Enough with comparison, Zhe Chen’s Bees has no equivalent in Chinese photography; the subject also reveals a facet of China unseen before.
One can interpret Zhe’s images according to one’s sense and sensibility; but there is no rationale besides the esthetic quality, and beyond our fascination with the awkward smile on the face of the blue swimmer and the tiny marks on her forearms, left by an imaginary baby shark.
Like a good movie, we come out of the screening of Bees as if we had taken a dive in the ocean, coming out of the chilly and salty water feeling fresh and alive, ready to face up to whatever that may come.

Jean Loh / Curator
(*1) Jane Evelyn Atwood, Trop de Peines – Femmes en Prison, Albin Michel 2000
(*2) Kosuke Okahara, Ibasyo, Sony World Photography Award Global Tour
(*3) Leonard Cohen The Favorite Game 1963
(*4) Christian Caujolle (founder of Agence VU’), in Circonstances Particulières – Actes Sud 2007. « Un jeune garçon, abasourdi, torse nu, fixant l’objectif sans expression, les yeux vaguement baissés.

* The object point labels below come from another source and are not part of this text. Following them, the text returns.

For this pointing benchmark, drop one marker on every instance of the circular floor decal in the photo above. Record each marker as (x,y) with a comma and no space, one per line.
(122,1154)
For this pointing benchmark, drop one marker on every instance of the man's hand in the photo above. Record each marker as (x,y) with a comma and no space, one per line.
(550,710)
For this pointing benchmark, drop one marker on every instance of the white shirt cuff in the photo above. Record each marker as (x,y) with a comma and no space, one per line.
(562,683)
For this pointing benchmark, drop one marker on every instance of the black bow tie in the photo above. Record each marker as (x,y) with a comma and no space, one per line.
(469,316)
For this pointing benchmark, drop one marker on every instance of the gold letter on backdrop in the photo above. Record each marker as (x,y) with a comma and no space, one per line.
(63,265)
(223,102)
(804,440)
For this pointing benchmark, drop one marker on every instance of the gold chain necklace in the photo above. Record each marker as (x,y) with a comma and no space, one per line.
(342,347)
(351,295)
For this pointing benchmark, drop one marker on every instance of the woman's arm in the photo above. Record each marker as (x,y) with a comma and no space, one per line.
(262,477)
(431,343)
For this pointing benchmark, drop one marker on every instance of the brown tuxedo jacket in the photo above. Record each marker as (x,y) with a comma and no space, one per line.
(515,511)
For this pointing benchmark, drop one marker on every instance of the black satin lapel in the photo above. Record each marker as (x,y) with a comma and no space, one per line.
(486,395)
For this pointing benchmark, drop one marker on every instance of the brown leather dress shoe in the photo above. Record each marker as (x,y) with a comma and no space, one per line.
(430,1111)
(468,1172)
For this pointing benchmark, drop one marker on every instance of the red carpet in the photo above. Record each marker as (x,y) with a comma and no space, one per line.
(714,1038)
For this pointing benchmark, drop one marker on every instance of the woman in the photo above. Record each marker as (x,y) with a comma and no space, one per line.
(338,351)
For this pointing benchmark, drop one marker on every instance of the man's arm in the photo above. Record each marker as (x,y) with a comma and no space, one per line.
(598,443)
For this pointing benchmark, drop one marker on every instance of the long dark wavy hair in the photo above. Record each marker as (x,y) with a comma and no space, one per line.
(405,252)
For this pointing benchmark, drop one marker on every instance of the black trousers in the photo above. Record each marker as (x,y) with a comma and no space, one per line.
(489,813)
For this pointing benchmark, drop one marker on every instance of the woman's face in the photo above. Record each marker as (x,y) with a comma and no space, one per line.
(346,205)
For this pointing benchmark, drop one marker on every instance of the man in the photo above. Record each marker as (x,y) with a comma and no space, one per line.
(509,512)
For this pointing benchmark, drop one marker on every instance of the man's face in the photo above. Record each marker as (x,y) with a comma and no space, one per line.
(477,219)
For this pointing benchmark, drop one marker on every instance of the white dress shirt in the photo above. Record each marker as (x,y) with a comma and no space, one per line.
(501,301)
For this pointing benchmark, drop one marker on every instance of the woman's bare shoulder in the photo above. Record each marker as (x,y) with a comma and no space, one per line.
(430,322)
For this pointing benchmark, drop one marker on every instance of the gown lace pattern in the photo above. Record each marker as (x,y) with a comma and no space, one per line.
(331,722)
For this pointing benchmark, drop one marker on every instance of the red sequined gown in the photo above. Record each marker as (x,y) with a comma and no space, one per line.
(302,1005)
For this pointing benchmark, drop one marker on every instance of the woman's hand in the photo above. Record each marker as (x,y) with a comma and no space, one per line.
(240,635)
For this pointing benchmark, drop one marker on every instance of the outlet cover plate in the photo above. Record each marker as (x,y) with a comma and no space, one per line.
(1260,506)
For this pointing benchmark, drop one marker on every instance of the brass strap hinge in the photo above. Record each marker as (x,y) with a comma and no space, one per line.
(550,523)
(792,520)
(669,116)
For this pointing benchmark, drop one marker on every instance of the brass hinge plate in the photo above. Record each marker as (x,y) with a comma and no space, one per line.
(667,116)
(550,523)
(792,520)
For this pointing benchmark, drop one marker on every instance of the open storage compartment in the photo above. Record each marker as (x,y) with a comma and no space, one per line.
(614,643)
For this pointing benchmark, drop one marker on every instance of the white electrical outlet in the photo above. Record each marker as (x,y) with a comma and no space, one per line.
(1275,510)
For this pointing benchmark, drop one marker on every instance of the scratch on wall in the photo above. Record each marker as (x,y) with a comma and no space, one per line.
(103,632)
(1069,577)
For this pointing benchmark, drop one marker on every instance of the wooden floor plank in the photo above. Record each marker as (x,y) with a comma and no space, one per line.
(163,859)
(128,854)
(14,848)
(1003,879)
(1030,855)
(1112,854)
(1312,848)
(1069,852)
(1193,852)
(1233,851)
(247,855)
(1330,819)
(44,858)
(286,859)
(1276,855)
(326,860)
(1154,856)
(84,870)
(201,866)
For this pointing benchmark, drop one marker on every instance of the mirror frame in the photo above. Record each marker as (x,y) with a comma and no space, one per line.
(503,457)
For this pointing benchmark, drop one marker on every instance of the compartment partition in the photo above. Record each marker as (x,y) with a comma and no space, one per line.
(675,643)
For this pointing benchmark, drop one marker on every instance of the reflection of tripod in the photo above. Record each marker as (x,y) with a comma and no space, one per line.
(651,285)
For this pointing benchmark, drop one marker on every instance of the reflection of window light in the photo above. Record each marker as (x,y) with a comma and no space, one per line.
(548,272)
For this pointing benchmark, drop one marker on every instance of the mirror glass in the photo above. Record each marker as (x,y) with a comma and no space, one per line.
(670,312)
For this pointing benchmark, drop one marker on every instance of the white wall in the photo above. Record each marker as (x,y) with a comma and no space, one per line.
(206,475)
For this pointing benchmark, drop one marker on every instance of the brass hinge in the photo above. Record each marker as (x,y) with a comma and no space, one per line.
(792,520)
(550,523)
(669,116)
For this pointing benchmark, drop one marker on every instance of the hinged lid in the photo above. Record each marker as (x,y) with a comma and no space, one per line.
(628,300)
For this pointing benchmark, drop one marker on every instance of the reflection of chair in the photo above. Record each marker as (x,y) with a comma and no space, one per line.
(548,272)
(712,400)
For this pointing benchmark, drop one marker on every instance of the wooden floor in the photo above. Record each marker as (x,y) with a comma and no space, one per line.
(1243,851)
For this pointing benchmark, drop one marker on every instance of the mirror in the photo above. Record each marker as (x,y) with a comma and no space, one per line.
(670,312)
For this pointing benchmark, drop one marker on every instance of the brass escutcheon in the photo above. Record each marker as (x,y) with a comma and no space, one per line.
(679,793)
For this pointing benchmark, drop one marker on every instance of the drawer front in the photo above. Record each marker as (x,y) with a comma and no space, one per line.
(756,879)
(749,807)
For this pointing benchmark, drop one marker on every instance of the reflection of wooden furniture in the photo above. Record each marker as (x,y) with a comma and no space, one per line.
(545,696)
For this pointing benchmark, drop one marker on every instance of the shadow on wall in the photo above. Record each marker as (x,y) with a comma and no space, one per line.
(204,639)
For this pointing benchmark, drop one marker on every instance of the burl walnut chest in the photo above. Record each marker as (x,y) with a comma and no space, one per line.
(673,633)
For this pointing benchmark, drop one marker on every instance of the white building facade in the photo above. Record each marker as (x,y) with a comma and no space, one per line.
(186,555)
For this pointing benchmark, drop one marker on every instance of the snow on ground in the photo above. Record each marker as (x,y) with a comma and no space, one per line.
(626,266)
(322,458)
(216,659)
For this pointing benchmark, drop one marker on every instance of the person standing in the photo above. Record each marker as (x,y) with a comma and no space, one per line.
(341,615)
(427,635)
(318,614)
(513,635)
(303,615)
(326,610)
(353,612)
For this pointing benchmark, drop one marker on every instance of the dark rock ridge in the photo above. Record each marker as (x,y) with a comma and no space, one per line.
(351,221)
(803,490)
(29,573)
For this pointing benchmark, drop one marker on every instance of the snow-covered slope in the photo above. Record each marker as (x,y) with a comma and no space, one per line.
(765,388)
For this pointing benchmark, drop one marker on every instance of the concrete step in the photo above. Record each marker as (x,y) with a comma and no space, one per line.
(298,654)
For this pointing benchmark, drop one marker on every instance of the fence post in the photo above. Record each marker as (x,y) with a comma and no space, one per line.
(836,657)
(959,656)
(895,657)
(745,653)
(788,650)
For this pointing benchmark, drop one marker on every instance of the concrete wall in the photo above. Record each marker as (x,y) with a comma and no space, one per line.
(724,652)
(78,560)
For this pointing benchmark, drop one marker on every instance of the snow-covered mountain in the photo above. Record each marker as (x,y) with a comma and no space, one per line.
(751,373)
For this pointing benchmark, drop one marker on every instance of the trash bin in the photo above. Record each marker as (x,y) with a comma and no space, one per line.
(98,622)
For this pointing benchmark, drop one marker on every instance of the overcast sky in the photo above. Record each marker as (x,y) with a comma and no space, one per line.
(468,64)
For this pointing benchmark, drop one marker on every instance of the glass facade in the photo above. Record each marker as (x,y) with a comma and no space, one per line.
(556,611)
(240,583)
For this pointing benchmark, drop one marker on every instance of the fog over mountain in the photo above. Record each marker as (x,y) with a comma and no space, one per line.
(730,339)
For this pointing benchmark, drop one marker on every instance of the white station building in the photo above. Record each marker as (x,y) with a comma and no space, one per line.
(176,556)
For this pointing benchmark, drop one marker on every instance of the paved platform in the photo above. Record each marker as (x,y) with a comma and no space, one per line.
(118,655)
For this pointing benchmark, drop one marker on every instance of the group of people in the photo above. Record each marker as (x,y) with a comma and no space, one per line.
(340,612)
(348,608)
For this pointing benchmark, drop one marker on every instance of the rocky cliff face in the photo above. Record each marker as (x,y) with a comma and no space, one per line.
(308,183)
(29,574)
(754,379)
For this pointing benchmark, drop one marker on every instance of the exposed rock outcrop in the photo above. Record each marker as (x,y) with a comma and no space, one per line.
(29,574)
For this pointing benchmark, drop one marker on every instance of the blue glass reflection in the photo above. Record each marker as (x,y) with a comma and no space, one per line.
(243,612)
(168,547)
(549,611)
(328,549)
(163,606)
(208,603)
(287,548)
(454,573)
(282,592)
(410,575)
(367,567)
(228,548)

Parce qu’il ne portrait pas de vêtement lors de son arrestation, les bourreaux avaient fiché une épingle à nourrice directement dans sa peau, portant son numéro d’ordre, le 17, dans l’inventaire des suppliciés. » (*5) Freaks – a film by Tod Browning 1932 (*6) Roland Barthes in La Chambre Claire – Le Seuil 1980 (*7) Diane Arbus: “A photograph is a secret about a secret. The more it tells you the less you know.” Five photographs by Diane Arbus Artforum, May 1971 (*8) Hikikomori, literally “pulling away, being confined”, i.e., “acute social withdrawal”, is a Japanese term referring to the phenomenon of reclusive people who have chosen to withdraw from social life, often seeking extreme degrees of isolation and confinement because of various personal and social factors in their lives. (*9) “Most people go through life dreading they’ll have a traumatic experience. Freaks were born with their trauma. They’ve already passed their test in life. They’re aristocrats.” Diane Arbus “Revelations” A retrospective catalogue 2003
(*10) Nan Goldin, The Ballad of Sexual Dependency, Aperture 2004
(*11) “If the person I’m photographing is naked, then I, too, will be naked — a naked photographer!” In Photography: Tokyo Nostalgia and Sex. Interview with Nobuyoshi Araki in Japan Times 2003
(*12) Untitled: MacDowell Colony Peterborough, New Hampshire 1980, in Francesca Woodman, Phaidon 2007.